Problem 1. Suppose $U$ is nxm with n≥m and $U^TU=I$. Let $b$ be any vector in $\Re^n$ and we compute the projection $Pb=U\hat{x}$. What is $\hat{x}$ in terms of $U$ and $b$?

Problem 2.  Show that $\|\hat{x}\| = \|U\hat{x}\|$ in the problem above, where $\|a\|$ is defined as $\sqrt{a^Ta}$.

Problem 3. (Extension of GS p. 216 Problem 11a)

Let $A = \begin{pmatrix} 1 & 1\\ 0 & 1\\ 0 & 0 \end{pmatrix}$ and $b =\begin{pmatrix} 2 \\ 3 \\ 4 \end{pmatrix}$.

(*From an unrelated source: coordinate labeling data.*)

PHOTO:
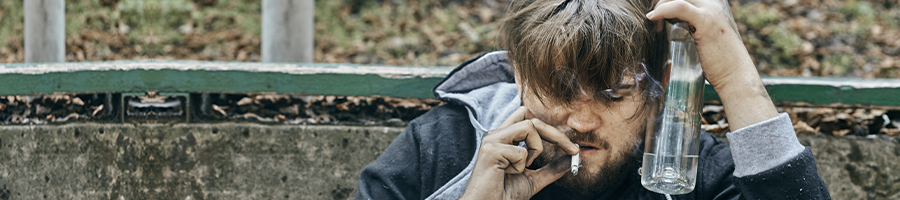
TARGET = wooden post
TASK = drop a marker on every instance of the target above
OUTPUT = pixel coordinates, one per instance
(287, 30)
(45, 31)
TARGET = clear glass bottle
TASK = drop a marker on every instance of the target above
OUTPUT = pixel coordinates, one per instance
(673, 122)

3a) Compute the projection of b onto the column space of $A$ by hand calculation:

3b) Check your answer by using Julia to compute $(A^T A)^{-1}(A^Tb)$. What do you observe?

In [None]:
A = [1 1 ;0 1; 0 0]
b = [2, 3, 4]
(A'A)\(A'b)

3c) Check your answer by typing $A\b$. What do you observe?

In [None]:
A\b

3d) Find $A \hat{x}=p$ using the svd and compare with the standard approach. What do you observe?

In [None]:
U,s,V = svd(A)
[U*U'b A*inv(A'A)*A'b]

3e) Also compare the values in problem 2 above.  What do you observe?

In [None]:
x̂ = A\b
norm(x̂),norm(U*x̂)

4)  Using Julia, find the best fit parabola through four random points:

In [None]:
x = sort(rand(4))
y = sort(rand(4))

In [None]:
A = [ones(x) x x.^2]
? \ ?  # Fill in the question marks and interpret briefly the answer)

5) Using Julia and the same points as in problem 4, find the best fit curve of the form
$y = C*sin(x) + D*e^x + E*x$ through the four points.

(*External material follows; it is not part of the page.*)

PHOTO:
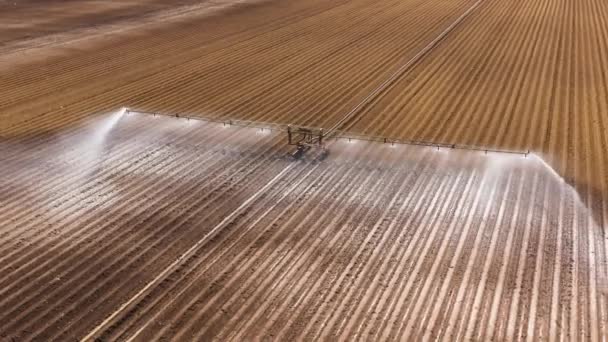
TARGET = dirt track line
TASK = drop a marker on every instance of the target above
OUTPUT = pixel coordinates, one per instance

Note: If x is a vector, sin.(x) and e.^x may be useful constructs for the elementwise evaluation of the functions.

6) In this problem we explore how to let data define the subspace using the SVD. We will use an often used data set known as the [MNIST data base](https://en.wikipedia.org/wiki/MNIST_database) for character recognition. 

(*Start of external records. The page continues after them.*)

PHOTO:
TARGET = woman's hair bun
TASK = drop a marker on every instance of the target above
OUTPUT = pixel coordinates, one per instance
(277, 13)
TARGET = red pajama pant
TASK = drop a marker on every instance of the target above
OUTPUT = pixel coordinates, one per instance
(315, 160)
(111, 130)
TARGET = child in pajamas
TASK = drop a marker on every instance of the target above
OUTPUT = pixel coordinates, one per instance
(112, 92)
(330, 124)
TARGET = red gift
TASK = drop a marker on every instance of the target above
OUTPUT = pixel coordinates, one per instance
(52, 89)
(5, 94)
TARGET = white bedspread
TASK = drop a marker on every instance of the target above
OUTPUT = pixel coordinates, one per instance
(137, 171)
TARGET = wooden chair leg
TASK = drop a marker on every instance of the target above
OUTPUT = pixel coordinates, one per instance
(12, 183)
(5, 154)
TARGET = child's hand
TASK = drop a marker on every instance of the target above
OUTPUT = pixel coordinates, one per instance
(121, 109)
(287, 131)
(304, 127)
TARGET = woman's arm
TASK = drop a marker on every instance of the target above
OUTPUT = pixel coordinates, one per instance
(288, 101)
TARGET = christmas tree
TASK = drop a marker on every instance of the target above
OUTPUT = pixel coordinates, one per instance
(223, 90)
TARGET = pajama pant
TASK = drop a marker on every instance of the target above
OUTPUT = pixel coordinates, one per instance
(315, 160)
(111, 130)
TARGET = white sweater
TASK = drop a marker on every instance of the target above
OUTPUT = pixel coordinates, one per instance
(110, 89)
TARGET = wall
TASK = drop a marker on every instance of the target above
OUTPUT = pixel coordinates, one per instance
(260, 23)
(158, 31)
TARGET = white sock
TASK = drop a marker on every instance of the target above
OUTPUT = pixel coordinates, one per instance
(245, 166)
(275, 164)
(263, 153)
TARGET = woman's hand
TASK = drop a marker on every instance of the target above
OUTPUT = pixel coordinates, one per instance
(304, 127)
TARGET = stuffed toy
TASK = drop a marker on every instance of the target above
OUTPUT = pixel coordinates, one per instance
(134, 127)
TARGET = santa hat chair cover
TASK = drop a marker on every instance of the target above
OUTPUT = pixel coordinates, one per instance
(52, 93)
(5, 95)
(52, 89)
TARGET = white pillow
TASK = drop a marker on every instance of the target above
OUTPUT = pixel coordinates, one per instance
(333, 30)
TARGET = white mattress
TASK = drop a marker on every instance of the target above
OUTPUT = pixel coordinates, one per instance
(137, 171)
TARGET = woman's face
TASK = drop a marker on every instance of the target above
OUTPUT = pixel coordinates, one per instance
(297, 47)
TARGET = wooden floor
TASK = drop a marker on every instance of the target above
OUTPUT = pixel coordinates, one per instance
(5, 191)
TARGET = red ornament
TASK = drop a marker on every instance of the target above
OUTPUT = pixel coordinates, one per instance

Some of you are good coders and may want to understand the code below.  That is not required of 18.06.  Those of you who prefer not to look at code, there is no need.  What we want most is for you to see the idea below.  We will in very few lines of code, completely from scratch write a character recognition machine learning code.  We'd like you to understand the idea of how it works, not the code.

(Credit to Raj Rao, University of Michigan.)

In [None]:
using Flux, Flux.Data.MNIST, Images

Grab 60000 images of handwritten digits

In [None]:
imgs = MNIST.images()
labels = MNIST.labels()
size(imgs)

Let's look at the first 24 (you can look at more if you like)

In [13]:
reshape(imgs[1:21],7,3)  # Not sure why this is 7x3 and not 3x7, but whatever

Here are the numerical labels of the same data

In [14]:
labels[1:21]'

1×21 RowVector{Int64,Array{Int64,1}}:
 5  0  4  1  9  2  1  3  1  4  3  5  3  6  1  7  2  8  6  9  4

In [None]:
size(imgs[1]) # Each image is a 28x28=784  matrix of "gray scale" numbers from 0 to 1

Reorganize the data as one big 784x60000 matrix labeled D.
Each column is a 28x28 image flattened, and we have 60000 images.

In [None]:
D =  hcat([vec(Float64.(i)) for i in imgs]...) 
size(D)

For each of the digits 1,2,...,9,0 we find 500 images to train with.  (500 is arbitrary) <br>
Each training set becomes a 784x500 matrix.  training_data is a vector of ten such matrices.

In [None]:
training_size = 500
training_data = [ D[:,find(labels.== (i%10))[1:training_size]] for i=1:10]; # Find training images for each digit
size(training_data[1])

We compute the $U$ in the SVD of each of the above ten matrices of size 784 x 500, and
take the first 50 columns as the basis of a subspace to project onto. u is a vector of ten matrices $U$
one for each digit. (50 is arbitrary).  (This could have been a 784x500x3 array, but a 10 vector of 784x500
matrices seemed more convenient.)

In [None]:
singular_vec_size  =  50
u = [svdfact(training_data[i])[:U][:,1:singular_vec_size] for i=1:10];

Now we use each of the 10 U's to get 10 xhats, and see which has the greatest norm.  That is how we will recognize digits.  Note that having the largest xhat means, the smallest error. (Think ‖b‖² = ‖p‖² + ‖e‖² )

In [None]:
results = zeros(60000)
for j = 1:60000
   xhats = [ norm(u[i]'D[:,j]) for i=1:10]
   results[j] = rem(findmax(xhats)[2],10)
end


How well does this work?  nearly a 95% success rate!  Pretty cool huh?  

In [15]:
mean( results .== labels)

0.9463166666666667

Write in your own words an explanation of what we just did in terms of projecting onto ten data defined subspaces.

Problem 7. In the above the columns of u[1] is a basis for the the ones digit, and the columns of u[2] is a basis for the twos digit.  Are the column spaces of u[1] and u[2] orthogonal subspaces? You can use Julia to test.

Problem 8.  GS p. 231.

What condition on ($t_1,b_1$),($t_2,b_2$),($t_3,b_3$) puts three points on  a straight line?  A column space answer has $(b_1,b_2,b_3)$ being a linear combination of $(1,1,1)$ and $(t_1,t_2,t_3)$.  How simple an answer can you get?

In [None]:
? \